Training: With the rapid changes in networking and communication technology, adequate training is especially important.

In today’s environments, a network technician must be a jack of all trades, often taking on more responsibility beyond his or her area of specialization. A junior technician may be ill-equipped to install and terminate Cat 6 cable, where there is a steep learning curve.

Explore new methods

This challenge is not limited to junior technicians. Those who are primarily responsible for copper UTP installs don’t necessarily have the experience to work with new fibre cabling systems.

In order to maximize resources therefore, it is critical that business and industry spend adequate time and investment to properly train technical staff on installation and testing of new technologies.

Inadequately trained technicians can easily cost an organization thousands of dollars in rework — through no fault of their own.

Process improvement: In our rush to complete networking tasks, we often lose focus on the details of the process.

While we often say something can be done in a more efficient manner, we rarely put the time and effort into implementing a process improvement strategy.

In order to move forward and get to the “more with less” goal, process improvement — including change — is a necessary requirement.

One clear example of how process improvement can be quantified is network testing. If one can save time on testing networks and cabling systems by using new or automated methods, they can significantly reduce the time spent on a particular task.

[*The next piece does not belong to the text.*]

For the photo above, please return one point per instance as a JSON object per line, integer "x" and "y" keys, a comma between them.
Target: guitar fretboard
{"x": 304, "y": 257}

Reducing the time per task then allows one to start a next task sooner. The sooner another task can be taken on, the more can be accomplished in a day.

Be vigilant

While we have always been conscious of time spent on tasks, we need to be more vigilant than ever.

Extra effort must be put into researching and understanding what process improvements can be implemented now, what we can achieve in the future and how those measures will deliver the most beneficial impact on our business.

With corporations still traveling the downsizing road, it is apparent we need to carry on in our quest to do more with less. As staffing, time spent and resources used continue to come under pressure, it is imperative to clearly understand the available ways we can address the balance.

A renewed attention to the issues of outsourcing, training and process improvement will be key to survival as we move forward to 2005.

Brad Masterson is Canadian Product Manager for Fluke Networks and a member of CNS Magazine’s Editorial Advisory Board.. He has been involved in the field of networking and network testing since 1995.